The Constitutional Court, in reiterated and unified jurisprudence, has stated that having a deteriorated health condition cannot generate any type of discrimination in employment. For this reason, a worker cannot be dismissed because of his health condition and, therefore, before proceeding to terminate the employment contract, the employer must obtain the authorization of the Ministry of Labor. Now, when the employer omits to go to the Ministry of Labor and proceeds to terminate the employment contract, in addition to violating a legal norm, it incurs in a conduct suspected of alleged discriminatory treatment, which enables the knowledge of the constitutional judge and, as the case may be, the protection of the guarantee of labor stability reinforced by the worker's health status and, consequently, it is valid to order his reinstatement.

¿Conoces los derechos que protegen a ciertos trabajadores de ser despedidos? ➤ Explora las diferencias entre el fuero sindical y el circunstancial.

Does the employer need to know the worker's condition?

One of the strictly necessary requirements for this special protection to apply is that the employer knows of the state of health to which the worker refers. In this regard, the Labor Chamber of the Supreme Court of Justice, in Ruling CSJ SL1770-2020, stated the following:

The ineffectiveness of the dismissal provided for in the norm requires the presence of several assumptions, such as (i) that the employee suffers from a moderate, severe or profound disability, regardless of its origin; (ii) that the employer has knowledge of such disability; (iii) that the employer has knowledge of such disability; (iv) that the employer has knowledge of such disability(iii) that the employer dismissed the employee unilaterally and without just cause; and (iv) that the employer did not request the corresponding authorization from the Ministry of Labor.

Likewise, the Constitutional Court has been emphatic in determining the importance of the employer having knowledge of the alleged health condition of the worker, otherwise, there is no right to special protection. Thus, in Ruling T-148 of 2012, the High Court provided: 

It is imperative that the employer must know the worker's disability as an instrument of protection of legal certainty. This avoids the fact that later in the jurisdiction it is untimely assumed that the worker is disabled and various obligations are imposed on the employer that he did not foresee, due to his ignorance of the disability.
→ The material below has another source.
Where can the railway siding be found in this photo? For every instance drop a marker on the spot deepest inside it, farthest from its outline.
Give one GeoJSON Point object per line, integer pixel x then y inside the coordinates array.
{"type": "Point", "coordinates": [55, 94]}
In the same sense, in Judgment T-664 of 2017, this corporation stated: "The element of the knowledge of the worker's health condition, on the part of the employer, has been considered, repeatedly, as a fundamental element in the fundamental element to grant the protection of the guarantee of reinforced labor stability.a".

Learn more here: What is the employer's role in job stability for contractors and apprentices?

Conclusions

  1. Article 26 of Law 361 of 1997 establishes that in no case may a person's disability be a reason for hindering an employment relationship, unless such disability is clearly demonstrated as incompatible and insurmountable in the position to be performed. 
  2. No person with a disability may be dismissed or have his or her contract terminated because of his or her disability, unless authorized by the Labor Office.
  3. In general terms, health leave occurs when an employee suffers from a medium or long-term physical, mental, intellectual or sensory impairment that generates an attitudinal, social, cultural or economic barrier that, when interacting with the work environment, limits, prevents or hinders him/her from effectively exercising the position performed normally, situations that must be known by the employer.

¿Necesitas asesoría legal en derecho laboral?

Si tienes dudas sobre cómo manejar casos relacionados con el fuero de salud o deseas actuar conforme a la ley, un abogado en derecho laboral puede orientarte. Nuestro equipo de abogados laborales está listo para ayudarte a tomar decisiones seguras para tu empresa.